RESOURCE_EXHAUSTED: Reached maximum capacity of requests handled

klaus.nji · December 13, 2019, 7:06pm

Excellent responses @jwulf. Lots of good information all in one place. We have always gone on the assumption that BPMN processing is not free but good to have an approximate number.

Some additional notes.

While thinking about performance, you may also want to note that clustering Zeebe is mostly about achieving fault tolerance and throughput in terms of how many workflow instances you complete in a certain amount of time. The number of workflow instances which can be started is not really a realistic and good measure of performance as creating and starting workflow instances only for them to fail or not complete is not useful. Clustering comes with the overhead of managing nodes, partitioning and replication which takes away CPU cycles from actually executing workflow instances. In other words, it is not free which is why you should not expect an increase of x times the number of workflow instances completed if you increase your broker count by x.
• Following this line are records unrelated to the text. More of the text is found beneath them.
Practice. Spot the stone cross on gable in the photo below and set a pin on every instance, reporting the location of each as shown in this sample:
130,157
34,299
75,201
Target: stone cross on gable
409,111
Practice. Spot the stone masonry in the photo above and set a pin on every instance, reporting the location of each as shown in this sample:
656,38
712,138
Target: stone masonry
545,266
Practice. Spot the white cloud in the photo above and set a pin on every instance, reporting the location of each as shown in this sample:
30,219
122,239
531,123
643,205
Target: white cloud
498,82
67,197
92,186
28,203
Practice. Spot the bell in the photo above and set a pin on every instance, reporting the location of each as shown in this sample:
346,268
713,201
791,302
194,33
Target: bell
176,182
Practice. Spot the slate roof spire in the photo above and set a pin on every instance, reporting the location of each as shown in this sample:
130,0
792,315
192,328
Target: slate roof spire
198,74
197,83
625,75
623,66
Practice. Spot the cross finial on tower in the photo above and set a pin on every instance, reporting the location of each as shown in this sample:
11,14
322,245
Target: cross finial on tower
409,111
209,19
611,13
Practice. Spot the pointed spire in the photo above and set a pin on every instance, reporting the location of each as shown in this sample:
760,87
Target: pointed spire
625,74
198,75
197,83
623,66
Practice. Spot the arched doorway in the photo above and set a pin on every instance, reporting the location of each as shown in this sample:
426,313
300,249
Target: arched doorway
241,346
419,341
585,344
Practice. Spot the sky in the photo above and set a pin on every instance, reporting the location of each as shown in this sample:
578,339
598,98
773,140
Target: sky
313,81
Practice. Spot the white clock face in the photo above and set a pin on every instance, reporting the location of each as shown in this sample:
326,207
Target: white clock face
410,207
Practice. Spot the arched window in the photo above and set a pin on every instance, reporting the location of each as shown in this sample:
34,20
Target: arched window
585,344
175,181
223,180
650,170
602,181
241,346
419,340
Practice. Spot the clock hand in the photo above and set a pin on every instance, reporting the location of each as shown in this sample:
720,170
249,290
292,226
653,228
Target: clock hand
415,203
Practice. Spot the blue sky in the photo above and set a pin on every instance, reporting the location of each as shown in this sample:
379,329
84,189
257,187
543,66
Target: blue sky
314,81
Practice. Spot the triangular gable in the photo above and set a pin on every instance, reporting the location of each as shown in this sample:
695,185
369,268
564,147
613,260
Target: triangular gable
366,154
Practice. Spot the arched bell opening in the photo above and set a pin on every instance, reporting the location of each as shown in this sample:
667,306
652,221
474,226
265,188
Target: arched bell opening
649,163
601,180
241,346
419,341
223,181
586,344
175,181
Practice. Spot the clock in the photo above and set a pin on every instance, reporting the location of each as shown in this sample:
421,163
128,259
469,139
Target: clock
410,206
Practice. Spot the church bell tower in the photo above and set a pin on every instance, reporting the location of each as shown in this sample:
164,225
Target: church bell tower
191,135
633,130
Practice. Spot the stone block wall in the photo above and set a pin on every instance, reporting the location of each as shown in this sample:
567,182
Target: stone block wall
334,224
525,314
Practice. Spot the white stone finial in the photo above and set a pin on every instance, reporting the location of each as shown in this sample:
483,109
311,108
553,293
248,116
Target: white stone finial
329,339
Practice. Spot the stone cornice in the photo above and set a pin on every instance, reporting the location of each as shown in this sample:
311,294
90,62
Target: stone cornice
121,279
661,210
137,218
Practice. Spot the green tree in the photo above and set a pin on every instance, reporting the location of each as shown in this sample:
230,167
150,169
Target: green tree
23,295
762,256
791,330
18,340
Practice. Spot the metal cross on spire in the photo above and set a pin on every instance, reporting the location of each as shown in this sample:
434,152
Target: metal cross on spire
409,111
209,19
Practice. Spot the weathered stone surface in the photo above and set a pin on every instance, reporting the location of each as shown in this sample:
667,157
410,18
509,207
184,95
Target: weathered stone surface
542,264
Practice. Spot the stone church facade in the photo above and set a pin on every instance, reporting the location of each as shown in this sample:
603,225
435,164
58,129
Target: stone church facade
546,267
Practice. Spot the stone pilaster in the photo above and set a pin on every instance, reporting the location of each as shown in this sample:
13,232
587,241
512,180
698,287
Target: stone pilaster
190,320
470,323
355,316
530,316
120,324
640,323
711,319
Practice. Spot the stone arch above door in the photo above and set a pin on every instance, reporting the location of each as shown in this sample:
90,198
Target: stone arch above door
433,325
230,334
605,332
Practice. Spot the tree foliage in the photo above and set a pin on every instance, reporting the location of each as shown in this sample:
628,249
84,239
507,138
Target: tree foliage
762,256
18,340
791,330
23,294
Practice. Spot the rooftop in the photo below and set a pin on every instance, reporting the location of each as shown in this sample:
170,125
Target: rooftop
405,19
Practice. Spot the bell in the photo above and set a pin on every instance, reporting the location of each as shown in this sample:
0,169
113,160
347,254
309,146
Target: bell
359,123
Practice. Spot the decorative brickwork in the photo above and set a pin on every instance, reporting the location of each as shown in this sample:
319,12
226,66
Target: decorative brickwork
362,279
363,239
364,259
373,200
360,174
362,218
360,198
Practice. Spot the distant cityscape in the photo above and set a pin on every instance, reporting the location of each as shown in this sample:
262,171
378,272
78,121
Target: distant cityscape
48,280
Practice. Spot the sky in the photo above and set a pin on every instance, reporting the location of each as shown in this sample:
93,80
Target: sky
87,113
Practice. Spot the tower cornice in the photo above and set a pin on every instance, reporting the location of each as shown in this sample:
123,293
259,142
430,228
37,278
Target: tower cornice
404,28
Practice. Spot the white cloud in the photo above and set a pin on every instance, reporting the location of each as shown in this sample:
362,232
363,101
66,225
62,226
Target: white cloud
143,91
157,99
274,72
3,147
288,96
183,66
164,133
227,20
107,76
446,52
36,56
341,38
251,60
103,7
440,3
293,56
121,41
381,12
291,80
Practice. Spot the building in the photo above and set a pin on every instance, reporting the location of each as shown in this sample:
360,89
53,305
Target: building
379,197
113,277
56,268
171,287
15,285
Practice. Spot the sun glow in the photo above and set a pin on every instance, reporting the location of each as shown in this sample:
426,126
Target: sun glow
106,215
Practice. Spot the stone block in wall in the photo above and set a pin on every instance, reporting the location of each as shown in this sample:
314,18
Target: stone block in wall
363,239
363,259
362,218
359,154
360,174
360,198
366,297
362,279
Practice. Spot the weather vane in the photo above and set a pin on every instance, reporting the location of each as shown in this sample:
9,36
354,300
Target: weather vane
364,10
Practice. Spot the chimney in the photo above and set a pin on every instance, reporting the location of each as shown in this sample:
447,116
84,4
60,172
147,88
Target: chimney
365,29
Expect less than x and be happy with that

In terms of raw performance on how fast workflow instances complete, this will depend on several factors including broker load. But I would say if you assume a worse case scenario on broker load to deal with the additional overhead of clustering, partitioning, replication, etc, overall workflow complexity and executing time for each of the jobs being executed by a worker will carry a greater weight in this equation. However, having a fast machine allows things to get done quicker.

I like equations here are some guidelines we use:

broker load = function (number of partitions + replications). If you anticipate creating lots of workflow instances to be started (the burst scenario) and are not overly worried about how fast workflow instances complete as some jobs take a long time, be prepared to scale Zeebe horizontally.

number of workflow instances completed = function (broker load + flow complexity ). Same argument. If you are concerned about number of workflow instances that can be started, such as dealing with burst, again horizontal scaling of Zeebe is a good thing.

execution time per workflow instance to complete = function (broker load + complexity of workflow). If you want workflow instances to complete relatively quickly, then deploy your broker on beefy machines and ensure your jobs are not taking a long time. Also pay attention to variable sizes.

Summarizing notes for best practices:

Keep workflow logic relatively straightforward and not very complex if possible.
Always think about the size of workflow variables and strive to keep workflow variables relatively small. Large documents incur a serialization hit, not to mention storage space. Think of the performance hit during replication as well.
Fetch only those variables needed in each workflow step. So leverage the fetchVariables API as in:

.client.newWorker().jobType(“some-type”).fetchVariables(“only,those,you,need”)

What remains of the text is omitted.